The light cast from the promenade behind us illuminates the rocks in the river that split the water creating eddies and ripples. There is great power in the speed of its flow. The sound mesmerizing. Swami Divyananda had said, “Sitting on the banks of the Ganges and meditating is like absorbing the prana (life force) of the river herself.” I agree.
Directly in front of me, close to the steps, there is a rock that catches the water and throws it onto the bottom step. I use this as my focus for meditation.
Time passes slowly. People are walking behind us, some chanting, some silent. I begin to identify them by their gait, their shoes. A family dips in the icy waters to our right, gasping and laughing. I catch the scent of sulfur as a match is struck to light the tiny flat disk of camphor, the size of my thumbnail, in the flower boat intended to send a blessing down the river.
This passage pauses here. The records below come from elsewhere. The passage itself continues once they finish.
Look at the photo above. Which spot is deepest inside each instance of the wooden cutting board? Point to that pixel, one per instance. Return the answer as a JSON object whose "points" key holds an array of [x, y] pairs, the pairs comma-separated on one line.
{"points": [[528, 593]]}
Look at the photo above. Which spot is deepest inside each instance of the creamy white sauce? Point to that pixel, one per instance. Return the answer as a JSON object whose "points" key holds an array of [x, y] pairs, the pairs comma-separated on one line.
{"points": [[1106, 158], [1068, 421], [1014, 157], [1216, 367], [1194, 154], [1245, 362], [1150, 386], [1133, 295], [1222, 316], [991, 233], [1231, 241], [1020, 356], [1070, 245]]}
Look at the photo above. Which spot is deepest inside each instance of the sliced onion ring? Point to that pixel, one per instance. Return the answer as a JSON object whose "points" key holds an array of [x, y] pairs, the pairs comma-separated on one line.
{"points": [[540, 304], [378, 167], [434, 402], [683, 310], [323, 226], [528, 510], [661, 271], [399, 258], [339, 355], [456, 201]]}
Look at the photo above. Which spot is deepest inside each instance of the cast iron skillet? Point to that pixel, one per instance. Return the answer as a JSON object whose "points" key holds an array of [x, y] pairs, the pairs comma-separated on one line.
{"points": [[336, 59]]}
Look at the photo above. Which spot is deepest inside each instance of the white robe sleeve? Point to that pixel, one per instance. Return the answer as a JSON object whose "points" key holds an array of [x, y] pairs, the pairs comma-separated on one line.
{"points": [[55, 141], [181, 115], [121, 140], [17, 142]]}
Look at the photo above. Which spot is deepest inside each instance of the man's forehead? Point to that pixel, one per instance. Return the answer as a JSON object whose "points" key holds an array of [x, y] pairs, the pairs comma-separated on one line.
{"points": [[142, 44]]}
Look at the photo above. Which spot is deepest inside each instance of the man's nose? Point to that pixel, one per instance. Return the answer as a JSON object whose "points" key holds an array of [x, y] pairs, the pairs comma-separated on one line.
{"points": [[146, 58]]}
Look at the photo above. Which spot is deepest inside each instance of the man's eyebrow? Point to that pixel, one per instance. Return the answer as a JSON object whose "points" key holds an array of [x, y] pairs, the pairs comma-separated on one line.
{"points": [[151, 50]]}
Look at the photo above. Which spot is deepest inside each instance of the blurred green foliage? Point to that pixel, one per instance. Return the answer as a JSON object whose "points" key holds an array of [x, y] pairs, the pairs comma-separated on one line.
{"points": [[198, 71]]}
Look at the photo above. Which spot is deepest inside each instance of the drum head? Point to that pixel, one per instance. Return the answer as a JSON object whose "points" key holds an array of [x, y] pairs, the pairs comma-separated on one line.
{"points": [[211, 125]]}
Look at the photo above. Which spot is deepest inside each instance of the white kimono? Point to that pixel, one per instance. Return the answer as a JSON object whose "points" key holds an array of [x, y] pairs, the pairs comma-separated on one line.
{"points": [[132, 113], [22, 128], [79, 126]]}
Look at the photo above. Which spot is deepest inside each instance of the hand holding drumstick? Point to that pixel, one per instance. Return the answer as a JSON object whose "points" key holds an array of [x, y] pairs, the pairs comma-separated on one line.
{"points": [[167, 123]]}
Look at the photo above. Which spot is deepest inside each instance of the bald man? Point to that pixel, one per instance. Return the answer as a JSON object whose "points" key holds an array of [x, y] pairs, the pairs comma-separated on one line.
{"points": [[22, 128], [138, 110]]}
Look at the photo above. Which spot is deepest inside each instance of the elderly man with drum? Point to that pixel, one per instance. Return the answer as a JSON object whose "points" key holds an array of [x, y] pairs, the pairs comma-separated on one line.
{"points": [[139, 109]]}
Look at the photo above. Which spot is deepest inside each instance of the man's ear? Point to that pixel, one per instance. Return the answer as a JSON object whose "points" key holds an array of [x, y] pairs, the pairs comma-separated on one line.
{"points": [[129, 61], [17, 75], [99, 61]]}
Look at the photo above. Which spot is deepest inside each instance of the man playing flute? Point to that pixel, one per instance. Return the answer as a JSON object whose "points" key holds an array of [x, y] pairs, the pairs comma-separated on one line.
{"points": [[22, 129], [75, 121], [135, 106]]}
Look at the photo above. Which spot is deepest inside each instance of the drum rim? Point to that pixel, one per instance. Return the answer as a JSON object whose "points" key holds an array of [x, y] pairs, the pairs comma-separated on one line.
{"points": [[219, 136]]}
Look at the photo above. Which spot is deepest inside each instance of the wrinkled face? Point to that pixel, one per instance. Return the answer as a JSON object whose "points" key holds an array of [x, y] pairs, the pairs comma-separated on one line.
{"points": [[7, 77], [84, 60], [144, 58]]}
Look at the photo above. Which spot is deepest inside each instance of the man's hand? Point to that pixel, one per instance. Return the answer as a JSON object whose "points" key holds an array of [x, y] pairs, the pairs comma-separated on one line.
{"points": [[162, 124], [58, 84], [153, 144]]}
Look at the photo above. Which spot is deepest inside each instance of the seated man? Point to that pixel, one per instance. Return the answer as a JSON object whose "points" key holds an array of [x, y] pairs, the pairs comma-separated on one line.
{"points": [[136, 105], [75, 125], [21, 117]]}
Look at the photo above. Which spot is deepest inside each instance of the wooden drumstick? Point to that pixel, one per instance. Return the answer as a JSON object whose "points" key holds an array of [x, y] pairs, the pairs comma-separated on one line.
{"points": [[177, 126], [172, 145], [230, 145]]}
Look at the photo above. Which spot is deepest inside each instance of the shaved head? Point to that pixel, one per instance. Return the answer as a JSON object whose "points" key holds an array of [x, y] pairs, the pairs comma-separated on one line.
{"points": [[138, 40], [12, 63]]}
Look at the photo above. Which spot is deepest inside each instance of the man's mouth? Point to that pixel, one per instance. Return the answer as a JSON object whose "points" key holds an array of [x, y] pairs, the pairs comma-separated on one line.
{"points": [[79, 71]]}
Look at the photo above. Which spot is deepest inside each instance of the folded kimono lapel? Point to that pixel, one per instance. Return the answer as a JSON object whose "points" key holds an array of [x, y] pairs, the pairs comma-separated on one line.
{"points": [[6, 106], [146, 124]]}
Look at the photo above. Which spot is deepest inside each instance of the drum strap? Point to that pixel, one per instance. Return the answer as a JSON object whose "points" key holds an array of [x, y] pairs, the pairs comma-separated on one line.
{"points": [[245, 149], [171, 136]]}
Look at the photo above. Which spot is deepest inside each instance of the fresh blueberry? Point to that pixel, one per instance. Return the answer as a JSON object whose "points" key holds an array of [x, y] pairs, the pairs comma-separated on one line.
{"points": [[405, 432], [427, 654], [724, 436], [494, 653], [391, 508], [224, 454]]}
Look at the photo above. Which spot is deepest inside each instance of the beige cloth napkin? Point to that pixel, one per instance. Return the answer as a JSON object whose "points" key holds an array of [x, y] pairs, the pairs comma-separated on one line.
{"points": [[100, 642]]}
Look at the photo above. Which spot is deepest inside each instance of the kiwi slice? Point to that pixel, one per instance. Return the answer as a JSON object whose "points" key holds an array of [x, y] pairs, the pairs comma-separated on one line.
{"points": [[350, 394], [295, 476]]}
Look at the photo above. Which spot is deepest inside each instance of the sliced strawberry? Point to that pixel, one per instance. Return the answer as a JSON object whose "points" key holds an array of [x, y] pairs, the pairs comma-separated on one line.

I am caught too deeply in observation to actually be meditating, but I try. Eyes closed, eyes open, uncross legs, re-cross, shift feet, sigh. I am not struggling, just observing how I am handling the impatience of my mind, the distractions. I am straddling both worlds and content in that.
Our time in meditation has ended. We bow in appreciation to the river, to ourselves, to our practice, and stand up to walk back to yoga.
There will be no gap in thoughts today for me. No profound awareness of the silent presence. Yet I am left calmer and clearer for having made the attempt.
Or perhaps it is the power of the Ganga herself that leaves me more content.